By Mimosa Spencer
PARIS (Reuters) -Investors dived back into top luxury shares on Friday, adding some $70 billion to their market value as LVMH’s latest sales figures reassured investors about the sector’s resilience to economic headwinds, particularly in China.
The buying spree helped recoup some of last year’s losses after China’s economic revival proved lacklustre following the lifting of COVID-19 restrictions.
Shares in LVMH jumped as much as 11%, adding about $30 billion to its own stock market value and boosting peers of the French luxury giant including Kering and Hermes.
That helped lift the pan-European STOXX 600 index to its highest level in two years.
LVMH, the world’s biggest luxury group and owner of brands including Louis Vuitton, Christian Dior, Hennessy and Tiffany & Co, posted a 10% rise in fourth-quarter sales over the end-of-year trading period, reassuring investors who had grown skittish about the industry’s prospects following its previous update in October which showed sales growth had slowed.
LVMH Chairman and CEO Bernard Arnault said on Thursday he was happy with the company’s current growth rate.
With its latest report, LVMH should “steady nerves in the near term”, Jefferies analyst James Grzinic wrote in a note.
For many investors, LVMH’s resilience was reason enough to buy back into the sector again.
With LVMH set for its best day since 2009, shares breached technical resistance levels and investors with bearish bets rushed to cover short positions.
LVMH’s relative strength index (RSI) hit 72 on Friday afternoon, its most overbought level for a year.
CHINESE DEMAND
Appetite from Chinese shoppers for European fashion brands has been a key source of concern for investors in recent months, as a property crisis and high youth unemployment dashed hopes for a strong rebound, and Chinese travel beyond Asia has been slow to recover.
Executives at LVMH said it was hard to measure Chinese demand, but noted that the group has twice as many Chinese customers as it did in 2019.
“We’re not particularly concerned,” said LVMH chief financial officer Jean-Jacques Guiony.
While large bus loads of Chinese customers are no longer arriving in Europe, the group is doing brisk business with wealthier Chinese customers. LVMH’s biggest label Louis Vuitton is back to sales levels with Chinese in France and Europe of 70% of 2019 levels.
The luxury goods industry had come to rely on fast growth in China, where over the span of five years, from 2017 to 2021, the luxury market tripled in size, according to consultancy Bain.
Chinese luxury consumption is expected to reach 35-40% of the world’s total, with mainland China one of the leading global markets reaching a 24%-26% share by 2030, according to Bain.
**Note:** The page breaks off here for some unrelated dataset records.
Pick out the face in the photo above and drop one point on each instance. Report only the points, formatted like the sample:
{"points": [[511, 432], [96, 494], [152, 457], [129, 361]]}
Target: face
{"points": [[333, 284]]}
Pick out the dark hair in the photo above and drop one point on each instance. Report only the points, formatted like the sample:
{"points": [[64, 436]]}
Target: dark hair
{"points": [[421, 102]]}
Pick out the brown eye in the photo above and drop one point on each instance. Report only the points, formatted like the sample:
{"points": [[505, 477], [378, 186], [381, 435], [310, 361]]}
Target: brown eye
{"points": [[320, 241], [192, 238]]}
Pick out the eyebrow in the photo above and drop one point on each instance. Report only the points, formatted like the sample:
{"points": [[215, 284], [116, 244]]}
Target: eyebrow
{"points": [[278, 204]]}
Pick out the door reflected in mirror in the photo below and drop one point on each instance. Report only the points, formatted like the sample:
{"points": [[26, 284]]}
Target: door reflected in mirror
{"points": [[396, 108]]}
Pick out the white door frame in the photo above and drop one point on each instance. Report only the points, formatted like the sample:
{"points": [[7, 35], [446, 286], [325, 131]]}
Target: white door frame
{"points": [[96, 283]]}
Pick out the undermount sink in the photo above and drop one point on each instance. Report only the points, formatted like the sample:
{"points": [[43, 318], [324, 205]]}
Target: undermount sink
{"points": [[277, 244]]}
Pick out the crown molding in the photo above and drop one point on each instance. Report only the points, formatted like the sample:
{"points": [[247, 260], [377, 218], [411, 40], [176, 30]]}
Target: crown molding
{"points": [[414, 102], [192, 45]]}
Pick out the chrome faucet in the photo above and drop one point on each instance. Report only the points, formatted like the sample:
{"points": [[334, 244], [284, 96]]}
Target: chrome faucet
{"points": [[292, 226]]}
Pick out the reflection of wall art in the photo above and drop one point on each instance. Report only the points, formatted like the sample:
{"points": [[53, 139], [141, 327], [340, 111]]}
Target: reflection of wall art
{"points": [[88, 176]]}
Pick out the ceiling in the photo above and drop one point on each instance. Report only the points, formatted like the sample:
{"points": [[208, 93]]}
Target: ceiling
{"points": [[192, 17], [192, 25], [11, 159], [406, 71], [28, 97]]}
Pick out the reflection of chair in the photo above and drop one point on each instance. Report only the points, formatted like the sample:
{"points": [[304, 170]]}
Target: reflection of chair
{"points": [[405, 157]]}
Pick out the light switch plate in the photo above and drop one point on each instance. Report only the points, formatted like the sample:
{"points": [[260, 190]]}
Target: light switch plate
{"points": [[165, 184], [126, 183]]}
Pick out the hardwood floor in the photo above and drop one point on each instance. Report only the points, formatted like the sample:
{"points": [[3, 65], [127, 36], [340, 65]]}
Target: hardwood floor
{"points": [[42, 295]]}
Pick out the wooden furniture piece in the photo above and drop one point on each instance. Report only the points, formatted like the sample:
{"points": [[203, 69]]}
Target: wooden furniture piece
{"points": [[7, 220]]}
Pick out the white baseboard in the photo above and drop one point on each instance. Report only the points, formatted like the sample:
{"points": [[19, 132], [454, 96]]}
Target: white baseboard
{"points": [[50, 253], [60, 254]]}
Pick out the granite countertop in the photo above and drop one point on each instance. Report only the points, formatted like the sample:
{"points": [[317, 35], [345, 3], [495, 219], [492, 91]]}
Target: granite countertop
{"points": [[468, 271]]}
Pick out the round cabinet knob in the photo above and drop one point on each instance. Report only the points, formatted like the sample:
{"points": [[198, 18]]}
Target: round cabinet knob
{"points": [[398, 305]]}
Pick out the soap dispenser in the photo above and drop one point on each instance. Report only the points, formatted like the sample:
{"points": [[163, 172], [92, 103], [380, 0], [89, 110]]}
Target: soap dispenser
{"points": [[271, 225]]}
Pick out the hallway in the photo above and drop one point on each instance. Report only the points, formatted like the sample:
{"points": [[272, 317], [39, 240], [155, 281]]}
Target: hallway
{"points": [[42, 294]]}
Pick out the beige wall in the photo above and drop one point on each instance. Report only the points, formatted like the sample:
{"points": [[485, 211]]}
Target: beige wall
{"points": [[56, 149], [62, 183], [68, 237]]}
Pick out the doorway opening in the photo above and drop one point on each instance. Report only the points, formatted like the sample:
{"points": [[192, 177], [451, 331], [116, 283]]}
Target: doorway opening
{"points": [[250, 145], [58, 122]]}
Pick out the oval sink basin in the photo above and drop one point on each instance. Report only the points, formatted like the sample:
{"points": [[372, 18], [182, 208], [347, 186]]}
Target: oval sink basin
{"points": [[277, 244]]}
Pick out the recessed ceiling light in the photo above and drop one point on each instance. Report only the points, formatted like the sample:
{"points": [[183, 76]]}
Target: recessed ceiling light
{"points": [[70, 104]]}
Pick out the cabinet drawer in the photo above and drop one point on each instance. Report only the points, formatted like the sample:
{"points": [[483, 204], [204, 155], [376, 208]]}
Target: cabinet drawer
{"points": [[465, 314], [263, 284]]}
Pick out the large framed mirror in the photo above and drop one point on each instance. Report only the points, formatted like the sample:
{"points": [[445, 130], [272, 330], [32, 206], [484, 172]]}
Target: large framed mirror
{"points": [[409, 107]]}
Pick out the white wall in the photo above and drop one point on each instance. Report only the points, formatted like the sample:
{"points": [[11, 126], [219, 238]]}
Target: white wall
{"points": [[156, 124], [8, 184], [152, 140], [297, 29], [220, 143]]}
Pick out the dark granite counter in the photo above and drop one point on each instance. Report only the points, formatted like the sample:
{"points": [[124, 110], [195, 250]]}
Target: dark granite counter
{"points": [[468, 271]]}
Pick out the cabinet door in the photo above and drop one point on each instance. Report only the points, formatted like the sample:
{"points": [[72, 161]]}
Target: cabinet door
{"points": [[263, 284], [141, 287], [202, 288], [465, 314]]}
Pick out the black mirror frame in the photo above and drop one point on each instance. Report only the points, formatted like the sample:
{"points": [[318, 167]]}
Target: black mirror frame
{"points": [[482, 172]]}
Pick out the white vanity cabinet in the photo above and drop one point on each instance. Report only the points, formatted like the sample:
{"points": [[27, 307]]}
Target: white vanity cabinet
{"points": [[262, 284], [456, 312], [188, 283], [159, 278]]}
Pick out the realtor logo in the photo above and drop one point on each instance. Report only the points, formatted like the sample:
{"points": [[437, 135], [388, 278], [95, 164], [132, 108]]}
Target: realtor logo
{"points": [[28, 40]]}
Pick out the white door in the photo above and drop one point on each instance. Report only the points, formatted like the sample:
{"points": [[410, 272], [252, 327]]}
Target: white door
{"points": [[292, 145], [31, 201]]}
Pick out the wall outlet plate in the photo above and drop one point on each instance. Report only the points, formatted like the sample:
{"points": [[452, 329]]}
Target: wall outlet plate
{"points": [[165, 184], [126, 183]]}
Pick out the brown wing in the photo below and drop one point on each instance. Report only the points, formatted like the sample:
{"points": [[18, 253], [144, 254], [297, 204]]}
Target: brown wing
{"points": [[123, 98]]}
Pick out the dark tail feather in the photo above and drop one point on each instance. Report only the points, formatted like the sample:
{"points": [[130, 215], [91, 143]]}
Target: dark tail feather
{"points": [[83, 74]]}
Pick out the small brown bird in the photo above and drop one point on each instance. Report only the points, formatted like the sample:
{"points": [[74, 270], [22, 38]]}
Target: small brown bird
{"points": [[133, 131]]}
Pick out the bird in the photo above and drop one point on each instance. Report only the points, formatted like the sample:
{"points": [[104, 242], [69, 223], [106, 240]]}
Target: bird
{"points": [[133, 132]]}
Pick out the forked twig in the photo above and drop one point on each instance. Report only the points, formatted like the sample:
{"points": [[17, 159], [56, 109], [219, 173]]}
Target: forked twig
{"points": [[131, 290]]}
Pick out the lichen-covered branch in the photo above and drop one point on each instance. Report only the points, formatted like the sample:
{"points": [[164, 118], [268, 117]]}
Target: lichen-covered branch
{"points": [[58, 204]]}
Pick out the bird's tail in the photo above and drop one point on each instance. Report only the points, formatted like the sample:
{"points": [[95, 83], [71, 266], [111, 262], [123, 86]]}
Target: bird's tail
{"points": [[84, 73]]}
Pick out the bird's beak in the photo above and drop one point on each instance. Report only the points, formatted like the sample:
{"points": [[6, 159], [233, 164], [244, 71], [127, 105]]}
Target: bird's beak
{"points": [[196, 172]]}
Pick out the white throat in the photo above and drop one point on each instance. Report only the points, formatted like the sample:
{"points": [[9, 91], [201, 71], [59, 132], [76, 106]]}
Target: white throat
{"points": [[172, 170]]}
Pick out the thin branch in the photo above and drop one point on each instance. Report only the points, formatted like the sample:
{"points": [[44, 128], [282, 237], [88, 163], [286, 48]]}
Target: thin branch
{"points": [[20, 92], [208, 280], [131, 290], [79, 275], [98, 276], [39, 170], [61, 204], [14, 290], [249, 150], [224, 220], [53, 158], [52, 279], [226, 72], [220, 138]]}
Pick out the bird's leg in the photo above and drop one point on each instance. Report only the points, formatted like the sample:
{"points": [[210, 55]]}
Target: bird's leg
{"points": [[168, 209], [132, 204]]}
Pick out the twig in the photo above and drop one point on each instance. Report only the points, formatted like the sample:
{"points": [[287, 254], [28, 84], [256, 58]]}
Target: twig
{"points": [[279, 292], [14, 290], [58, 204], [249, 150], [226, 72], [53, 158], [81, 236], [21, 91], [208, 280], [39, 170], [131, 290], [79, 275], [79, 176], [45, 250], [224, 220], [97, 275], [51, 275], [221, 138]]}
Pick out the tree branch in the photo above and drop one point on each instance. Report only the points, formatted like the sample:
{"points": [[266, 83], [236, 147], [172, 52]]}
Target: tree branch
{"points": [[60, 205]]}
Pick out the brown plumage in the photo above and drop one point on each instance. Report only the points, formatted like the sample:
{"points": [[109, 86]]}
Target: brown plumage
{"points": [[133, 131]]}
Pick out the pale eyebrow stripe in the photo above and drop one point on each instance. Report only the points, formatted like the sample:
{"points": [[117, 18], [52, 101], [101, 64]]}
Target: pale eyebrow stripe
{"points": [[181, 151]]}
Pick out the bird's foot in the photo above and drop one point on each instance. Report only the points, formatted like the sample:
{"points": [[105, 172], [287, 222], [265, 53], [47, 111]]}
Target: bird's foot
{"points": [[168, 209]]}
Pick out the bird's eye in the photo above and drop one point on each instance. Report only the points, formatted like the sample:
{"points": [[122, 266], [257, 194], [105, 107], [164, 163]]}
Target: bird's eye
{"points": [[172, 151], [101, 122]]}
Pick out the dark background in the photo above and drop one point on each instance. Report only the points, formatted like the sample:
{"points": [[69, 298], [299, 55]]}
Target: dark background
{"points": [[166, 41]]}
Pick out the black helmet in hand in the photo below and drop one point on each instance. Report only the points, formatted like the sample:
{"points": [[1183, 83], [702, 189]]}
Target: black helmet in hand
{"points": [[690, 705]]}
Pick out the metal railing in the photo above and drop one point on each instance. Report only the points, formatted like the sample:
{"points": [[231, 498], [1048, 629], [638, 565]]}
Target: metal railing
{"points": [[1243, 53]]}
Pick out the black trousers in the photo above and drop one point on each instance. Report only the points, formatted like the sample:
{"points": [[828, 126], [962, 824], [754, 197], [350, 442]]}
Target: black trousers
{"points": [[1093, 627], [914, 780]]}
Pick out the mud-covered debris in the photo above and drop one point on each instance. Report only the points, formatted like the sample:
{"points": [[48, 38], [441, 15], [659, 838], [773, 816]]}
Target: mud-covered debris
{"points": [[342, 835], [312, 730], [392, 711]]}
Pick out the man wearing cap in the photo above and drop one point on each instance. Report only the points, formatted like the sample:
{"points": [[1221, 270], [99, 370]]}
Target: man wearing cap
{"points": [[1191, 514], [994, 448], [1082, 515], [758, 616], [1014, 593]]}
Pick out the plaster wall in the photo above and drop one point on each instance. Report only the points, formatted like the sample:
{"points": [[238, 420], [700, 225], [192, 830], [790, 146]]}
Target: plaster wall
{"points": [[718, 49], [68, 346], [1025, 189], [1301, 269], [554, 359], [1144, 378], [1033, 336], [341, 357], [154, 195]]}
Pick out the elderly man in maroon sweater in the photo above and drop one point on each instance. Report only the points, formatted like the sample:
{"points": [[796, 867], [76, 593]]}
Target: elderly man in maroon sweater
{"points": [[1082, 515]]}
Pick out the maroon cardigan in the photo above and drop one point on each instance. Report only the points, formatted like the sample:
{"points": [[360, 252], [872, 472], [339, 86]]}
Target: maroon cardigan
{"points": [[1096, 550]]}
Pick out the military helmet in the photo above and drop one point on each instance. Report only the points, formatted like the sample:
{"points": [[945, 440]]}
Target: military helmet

As the sector’s growth slows from the high pace seen after the pandemic, the diverging fortunes of brands has come into view, with those catering to wealthier clients, like Hermes, better equipped to face economic challenges than those pursuing turnarounds, like Burberry, which issued a profit warning earlier this month.
Thomas McGarrity, head of equities for RBC Wealth Management, said he expects strong high-end players will be able to defend their margins this year even as sales growth slows, while weaker brands will struggle.
“We believe the medium to long-term structural outlook remains positive for luxury goods, given tailwinds related to emerging middle-class consumption, especially in China, as well as the industry’s strong pricing power,” he said.
Still, shares of Burberry also traded higher on Friday, up 5.2%.
LVMH was the top gainer on the euro-zone blue-chip STOXX50E index.
Friday’s gains added about $70 billion to the value of the top luxury and drinks companies, including LVMH, Gucci-owner Kering, Hermes, Pernod, Remy, Cartier-owner Richemont and Moncler, according to Reuters calculations.
Kering shares traded up 7.2%, Hermes up 5.5%, Richemont up 5.9% and Pernod up 8.1%.